よくよく考えてみたら、機器よりもCDなどの、もとい
言い換えます。音楽が好きで(ジャンルの偏見ナシ)そこそこ
良い音で聴けたら満足な自分(///^^///)
SACDも聴ける機種で 全体的外観の調和を考えブラックの外観~♪
plorogue oneの横に置いても違和感なしなら、この機種欲しい!!
うぅぅ、妄想が膨らんでくる罪な記事の連載です><
こ~んば~んわ♪
6万円以下で買えるSACDプレーヤーでしたら今はC-S5VL一択じゃないかな~と個人的には思います。実売10万円以下になるとPD-D9MK2とか、DCD-CX3も視野に入ってきますので、そこら辺を納得するまで比較しつつ聴いてみないと・・・となってしまいますが。。。

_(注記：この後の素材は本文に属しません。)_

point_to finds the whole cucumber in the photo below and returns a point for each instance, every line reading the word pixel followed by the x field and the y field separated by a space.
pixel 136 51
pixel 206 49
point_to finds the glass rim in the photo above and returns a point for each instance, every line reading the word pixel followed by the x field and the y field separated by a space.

デザインについてはMARANTZ CD6002はプロローグ1と同じフラットパネル。それと比べると統一感では落ちるかな?純正Njoe Tjoeb 4000と同じですし。C-S5VLも黒いのでそんなに目立たないとは思いますが。
音質的にはCD6002とC-S5VLはかなり別方向です。入れ替えというより、両方重ねると違う音が聴けますよ~って感じ。ソフトによって相性が変わるというか、たぶんMARANTZの方がよりアナログ的。あと、プロローグ1は元気が良いので、C-S5VLと合わせると、女性的なニュアンスの豊かさと繊細な優しい感じで太さが中和されると思います。透明度の高さは相乗効果で良い感じになりそう・・・グラスサウンドってイメージかも。気になるとしたら低域の微妙な軽さかな~。比較対象がCD6002でしたら大丈夫かもですけれど。NT4000も私の耳には軽かったですし。
とりあえずハイブリッドSACDを30~50枚くらい集めてしまったら、専用プレーヤー導入を検討しても良いんじゃないかな~と。